San Benedetto, sul palco del Cineteatro San Filippo Neri va in scena Hans detto El Gretel

SAN BENEDETTO – Domenica 16 febbraio alle ore 17, all’interno della Stagione Ragazzi della Stagione Teatrale “Interminati Spazi” del Cineteatro San Filippo Neri, va in scena Hans detto “El Gretel”, una performance in chiave moderna della nota favola di Hansel e Gretel, di Teatro di Onisio, con testi e regia di Fiorenza Montanari.

Questo spettacolo di teatro ragazzi è ambientato nell’attuale cornice del flusso migratorio dal Sud America agli Stati Uniti, dove ancora oggi bambini disperati vengono messi in gabbia, dalle cui sbarre vedono il miraggio dell’abbondanza. Ecco che quello che nella favola originale è l’ignoto oltre il bosco diventa un muro, la casetta di marzapane un fast-food e la vecchia fattucchiera la Strega del Consumismo.

L’autrice così ce ne parla: “Hans detto “El Gretel” – dice Fiorenza Montanari- è una moderna trasposizione della nota favola Hansel e Gretel lungo il confine tra Messico e Stati Uniti, dove al centro della storia vi è un muro. (…) E laddove ci sono muri – interpersonali, fisici – ci è impossibile rapportarci con l’altro. E se non ci possiamo mettere nei panni dell’altro, comprenderlo, viverlo, escludiamo da quei confini anche la felicità; e laddove escludiamo la felicità escludiamo la libertà. Diventiamo dei prigionieri ingabbiati dentro le mura dei confini, senza permettere gli interminati spazi della bellezza e della ricchezza, della differenza di colori che connota l’umanità. E dunque, rimaniamo senza eroi.”

Il racconto fa nascere domande su cos’è la libertà e la giustizia, sul perché nel mondo c’è chi non ha da mangiare, e sul perché si costruiscono muri, sia reali che virtuali, per tenere gli altri fuori dalle nostre vite.
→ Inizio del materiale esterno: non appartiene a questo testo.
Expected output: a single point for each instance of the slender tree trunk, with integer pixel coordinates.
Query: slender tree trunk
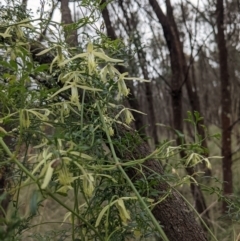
(177, 57)
(132, 26)
(70, 35)
(173, 213)
(226, 105)
(132, 100)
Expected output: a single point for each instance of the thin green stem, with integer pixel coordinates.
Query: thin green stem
(155, 222)
(24, 169)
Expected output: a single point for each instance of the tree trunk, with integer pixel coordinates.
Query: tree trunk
(173, 213)
(69, 32)
(226, 105)
(132, 100)
(178, 72)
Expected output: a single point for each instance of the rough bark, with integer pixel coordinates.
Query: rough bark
(178, 72)
(173, 214)
(225, 103)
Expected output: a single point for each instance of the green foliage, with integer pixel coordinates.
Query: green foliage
(64, 117)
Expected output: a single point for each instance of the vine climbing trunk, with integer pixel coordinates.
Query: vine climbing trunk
(178, 78)
(226, 105)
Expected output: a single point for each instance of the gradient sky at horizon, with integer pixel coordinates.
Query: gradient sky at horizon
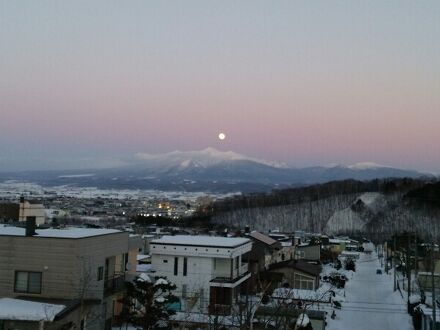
(303, 82)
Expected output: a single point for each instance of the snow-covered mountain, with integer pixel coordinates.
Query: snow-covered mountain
(209, 170)
(204, 158)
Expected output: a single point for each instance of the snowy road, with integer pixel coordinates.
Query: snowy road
(370, 302)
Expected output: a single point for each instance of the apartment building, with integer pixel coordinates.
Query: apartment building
(82, 268)
(32, 209)
(208, 271)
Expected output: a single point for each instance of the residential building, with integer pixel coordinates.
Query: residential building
(298, 274)
(79, 267)
(308, 251)
(208, 271)
(32, 209)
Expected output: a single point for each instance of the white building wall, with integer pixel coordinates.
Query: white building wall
(201, 269)
(32, 210)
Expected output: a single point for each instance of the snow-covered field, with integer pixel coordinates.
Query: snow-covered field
(14, 189)
(370, 303)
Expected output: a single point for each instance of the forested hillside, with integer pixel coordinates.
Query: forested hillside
(376, 209)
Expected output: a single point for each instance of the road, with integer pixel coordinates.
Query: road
(370, 302)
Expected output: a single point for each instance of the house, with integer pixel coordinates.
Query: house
(78, 267)
(208, 271)
(298, 274)
(264, 251)
(286, 316)
(308, 251)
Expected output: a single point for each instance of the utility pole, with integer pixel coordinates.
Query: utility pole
(434, 312)
(408, 264)
(417, 258)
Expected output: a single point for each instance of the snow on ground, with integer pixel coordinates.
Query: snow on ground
(16, 309)
(370, 302)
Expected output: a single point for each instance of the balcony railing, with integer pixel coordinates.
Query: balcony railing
(114, 284)
(244, 268)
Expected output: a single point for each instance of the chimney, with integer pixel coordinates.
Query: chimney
(30, 226)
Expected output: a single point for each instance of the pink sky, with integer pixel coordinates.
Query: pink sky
(308, 84)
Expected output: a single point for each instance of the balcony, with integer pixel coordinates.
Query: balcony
(244, 268)
(114, 284)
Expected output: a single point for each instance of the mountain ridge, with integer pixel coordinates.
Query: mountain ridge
(209, 170)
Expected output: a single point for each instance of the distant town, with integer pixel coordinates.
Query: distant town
(101, 262)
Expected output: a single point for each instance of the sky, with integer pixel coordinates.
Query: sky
(89, 83)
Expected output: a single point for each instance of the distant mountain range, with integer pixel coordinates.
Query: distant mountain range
(208, 170)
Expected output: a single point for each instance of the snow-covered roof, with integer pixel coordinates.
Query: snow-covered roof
(322, 294)
(143, 268)
(202, 241)
(71, 232)
(23, 310)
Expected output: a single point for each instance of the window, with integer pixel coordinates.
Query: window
(124, 262)
(303, 283)
(176, 265)
(28, 282)
(185, 266)
(100, 273)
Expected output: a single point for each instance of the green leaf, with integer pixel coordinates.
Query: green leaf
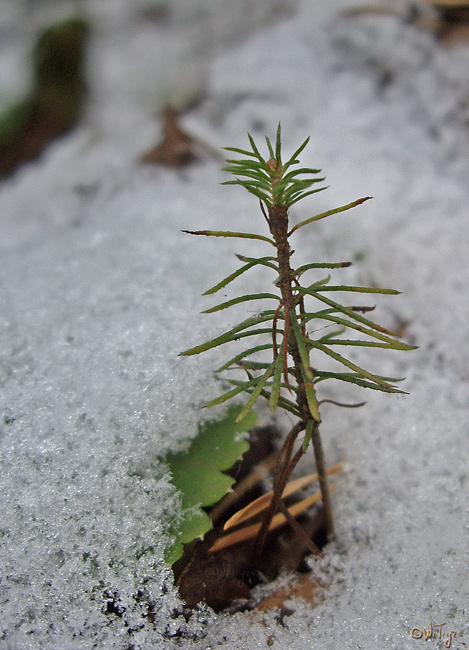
(277, 380)
(244, 354)
(223, 233)
(306, 369)
(231, 393)
(348, 311)
(231, 335)
(256, 392)
(298, 196)
(198, 474)
(321, 265)
(349, 364)
(329, 213)
(235, 301)
(354, 378)
(293, 160)
(343, 287)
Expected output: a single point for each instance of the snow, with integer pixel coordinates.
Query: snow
(100, 290)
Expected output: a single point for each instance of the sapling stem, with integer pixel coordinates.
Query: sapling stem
(277, 188)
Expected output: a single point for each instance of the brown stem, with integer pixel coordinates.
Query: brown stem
(298, 529)
(278, 222)
(283, 479)
(322, 478)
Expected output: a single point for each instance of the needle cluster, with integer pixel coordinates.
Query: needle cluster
(290, 380)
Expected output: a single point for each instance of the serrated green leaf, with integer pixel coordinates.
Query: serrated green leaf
(198, 474)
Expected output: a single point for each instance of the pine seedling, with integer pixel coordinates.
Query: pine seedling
(290, 380)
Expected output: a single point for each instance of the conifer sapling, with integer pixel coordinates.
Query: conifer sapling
(291, 379)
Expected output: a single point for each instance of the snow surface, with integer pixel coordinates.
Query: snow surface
(100, 290)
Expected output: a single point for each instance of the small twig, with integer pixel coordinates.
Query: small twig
(299, 530)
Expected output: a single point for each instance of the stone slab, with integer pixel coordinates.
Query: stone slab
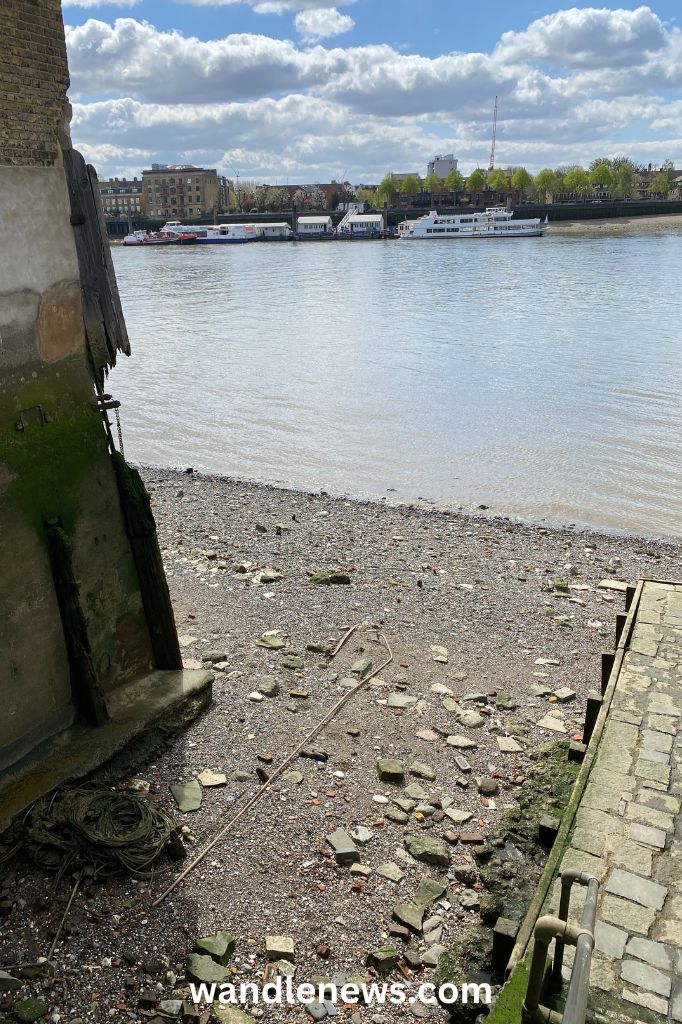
(630, 916)
(646, 977)
(637, 889)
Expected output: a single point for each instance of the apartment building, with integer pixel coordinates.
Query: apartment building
(122, 197)
(182, 190)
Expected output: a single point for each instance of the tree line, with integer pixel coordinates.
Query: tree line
(619, 177)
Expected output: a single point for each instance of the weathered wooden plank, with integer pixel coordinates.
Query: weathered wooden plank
(84, 684)
(153, 584)
(102, 315)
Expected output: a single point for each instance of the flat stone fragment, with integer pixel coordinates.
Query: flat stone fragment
(361, 667)
(638, 890)
(219, 947)
(360, 869)
(201, 968)
(228, 1015)
(428, 891)
(345, 850)
(410, 914)
(268, 686)
(647, 836)
(363, 835)
(210, 778)
(428, 849)
(630, 916)
(390, 871)
(463, 742)
(457, 815)
(316, 1010)
(187, 796)
(383, 960)
(653, 952)
(646, 977)
(470, 900)
(416, 792)
(389, 770)
(469, 719)
(549, 722)
(400, 700)
(508, 745)
(279, 947)
(432, 955)
(648, 1000)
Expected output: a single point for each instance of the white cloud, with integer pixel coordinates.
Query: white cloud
(100, 3)
(322, 23)
(273, 6)
(588, 38)
(571, 86)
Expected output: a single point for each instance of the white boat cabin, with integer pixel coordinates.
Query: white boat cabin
(494, 222)
(363, 224)
(314, 226)
(273, 231)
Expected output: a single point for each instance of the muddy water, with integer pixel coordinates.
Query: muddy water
(541, 377)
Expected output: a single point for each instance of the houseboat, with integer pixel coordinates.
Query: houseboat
(315, 227)
(495, 222)
(215, 233)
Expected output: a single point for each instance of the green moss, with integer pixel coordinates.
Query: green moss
(509, 1004)
(59, 446)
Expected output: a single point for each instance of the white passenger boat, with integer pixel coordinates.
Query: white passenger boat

“Ecco che Hansel e Gretel” continua Fiorenza Montanari “è, difatti, forse la favola per eccellenza della fame: di una fame, sì fisica – le briciole, la casetta di marzapane – così come vivono la fame i molti bambini e i loro familiari che si trovano al confine con gli Stati Uniti, ma è soprattutto una fame di conoscere l’altro, di mettersi nei panni dell’altro, e di far sì che non vengano mai più eretti muri che ci impediscano di apprezzare infiniti spazi, con i loro infiniti colori e gli infiniti altri che li vivono.”